SEVELNORD
Manif demain et rencontre ce matin avec le n° 2 de PSA : Sevelnord face à son avenir
vendredi 18.11.2011, 05:27
La manif du 7 juillet avait rassemblé un millier de manifestants. Combien seront-ils demain?Deux journées peut-être décisives pour Sevelnord et ses 2 400 salariés.
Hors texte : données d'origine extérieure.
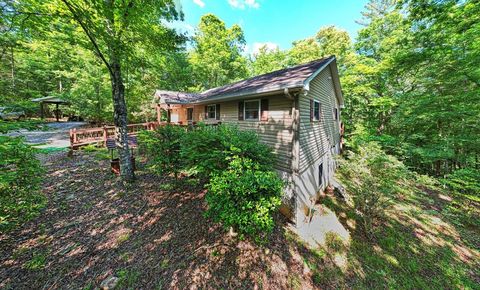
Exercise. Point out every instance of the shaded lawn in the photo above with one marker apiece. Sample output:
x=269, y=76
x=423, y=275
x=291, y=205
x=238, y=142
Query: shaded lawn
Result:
x=429, y=240
x=153, y=234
Manif demain et visite ce matin de Denis Martin, le directeur industriel du groupe PSA Peugeot-Citroën sur le site d'Hordain. Et il est attendu de pied ferme par des salariés qui, plus que jamais, ont besoin d'être rassurés sur leur avenir après l'annonce de mardi - la suppression de 4 000 postes en France en 2012. Une mesure qui bizarrement épargnerait notre région...
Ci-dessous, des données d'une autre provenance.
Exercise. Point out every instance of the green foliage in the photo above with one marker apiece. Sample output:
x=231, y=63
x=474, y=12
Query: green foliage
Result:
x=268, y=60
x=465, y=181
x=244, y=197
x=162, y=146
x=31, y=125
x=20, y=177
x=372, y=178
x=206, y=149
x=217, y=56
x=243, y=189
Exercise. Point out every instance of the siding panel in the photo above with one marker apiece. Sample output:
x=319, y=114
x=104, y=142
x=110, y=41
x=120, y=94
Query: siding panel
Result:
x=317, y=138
Pas concerné ?... Sauf qu'à Sevel, la fin annoncée du partenariat avec Fiat (actionnaire à 50 %) en 2017 a noirci, depuis quelques temps déjà, l'horizon. D'ailleurs, les suppression de postes, à en croire la CGT, sont déjà une réalité : « La casse a commencé... On en est à 160 entre janvier et octobre... Et 200 d'ici à la fin de l'année ? », s'alarme Ludovic Bouvier. « S'il (Denis Martin)vient pour nous faire du pipeau, il peut rester où il est ! Il nous balade depuis des mois, ça suffit ! Les salariés veulent des réponses ». Et plus exactement des perspectives pour l'après 2017. À Hordain, on a besoin de concret, d'un nouveau modèle, et pourquoi pas le K-Zéro - nom de code du futur utilitaire de PSA. Problème : le site espagnol de Vigo est sur les rangs, et le mastodonte a l'argument de sa taille (400 000 véhicules par an, 9 000 salariés - trois fois plus que l'usine nordiste).
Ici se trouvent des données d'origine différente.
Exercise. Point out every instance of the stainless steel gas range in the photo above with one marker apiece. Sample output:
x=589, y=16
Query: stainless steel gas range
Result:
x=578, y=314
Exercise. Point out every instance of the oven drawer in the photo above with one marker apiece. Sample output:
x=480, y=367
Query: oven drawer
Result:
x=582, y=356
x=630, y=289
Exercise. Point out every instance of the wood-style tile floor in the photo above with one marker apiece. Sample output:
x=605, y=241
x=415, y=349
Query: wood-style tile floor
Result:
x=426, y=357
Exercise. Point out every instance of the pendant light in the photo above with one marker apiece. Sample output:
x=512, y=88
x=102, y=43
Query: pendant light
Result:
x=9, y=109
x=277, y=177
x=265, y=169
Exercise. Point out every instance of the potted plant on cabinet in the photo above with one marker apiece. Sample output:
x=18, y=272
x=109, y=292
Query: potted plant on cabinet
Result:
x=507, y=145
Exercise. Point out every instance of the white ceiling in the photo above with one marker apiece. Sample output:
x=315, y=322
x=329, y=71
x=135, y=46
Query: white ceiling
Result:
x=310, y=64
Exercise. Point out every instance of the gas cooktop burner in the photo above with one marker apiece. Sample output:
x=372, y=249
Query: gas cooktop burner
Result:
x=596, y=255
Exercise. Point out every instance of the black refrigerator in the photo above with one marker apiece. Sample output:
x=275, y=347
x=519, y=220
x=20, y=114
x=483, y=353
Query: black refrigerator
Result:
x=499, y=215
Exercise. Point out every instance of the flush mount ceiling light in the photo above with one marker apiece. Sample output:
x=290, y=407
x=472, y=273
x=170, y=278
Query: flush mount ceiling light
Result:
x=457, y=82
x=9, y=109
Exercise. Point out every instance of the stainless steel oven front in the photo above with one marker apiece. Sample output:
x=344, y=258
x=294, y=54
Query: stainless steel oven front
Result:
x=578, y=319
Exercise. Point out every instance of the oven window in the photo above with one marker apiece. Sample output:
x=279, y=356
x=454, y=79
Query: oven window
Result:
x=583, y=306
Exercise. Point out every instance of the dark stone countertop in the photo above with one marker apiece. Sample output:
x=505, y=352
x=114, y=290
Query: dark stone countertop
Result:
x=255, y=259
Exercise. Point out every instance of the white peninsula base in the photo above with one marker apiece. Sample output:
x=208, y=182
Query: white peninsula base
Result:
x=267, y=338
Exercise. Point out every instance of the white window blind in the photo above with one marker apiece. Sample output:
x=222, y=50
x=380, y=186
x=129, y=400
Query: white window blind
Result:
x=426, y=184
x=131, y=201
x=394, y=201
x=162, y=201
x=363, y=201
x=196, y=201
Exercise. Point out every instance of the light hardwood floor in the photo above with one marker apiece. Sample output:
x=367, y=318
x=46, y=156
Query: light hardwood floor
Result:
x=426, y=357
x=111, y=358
« Reste six à sept mois avant l'annonce officielle, il faut se mobiliser », lance Jean-Pierre Delannoy. Le responsable régional de l'USTM-CGT sait pouvoir compter sur la majorité des syndicats de l'usine (CGT, SPI, CFE-CGC), pour la manif de demain à 10 h, place d'Armes. Mais pas seulement : la CGT Toyota a produit, cette semaine, un tract dans lequel elle affiche sa solidarité envers les salariés de Sevel : « Beaucoup sont des frères, des cousins, des maris, des amis... Et puis parmi les centaines d'intérimaires qui ont déjà perdu leur travail là-bas, il y en a 200 environ qui travaillent depuis peu à nos côtés ».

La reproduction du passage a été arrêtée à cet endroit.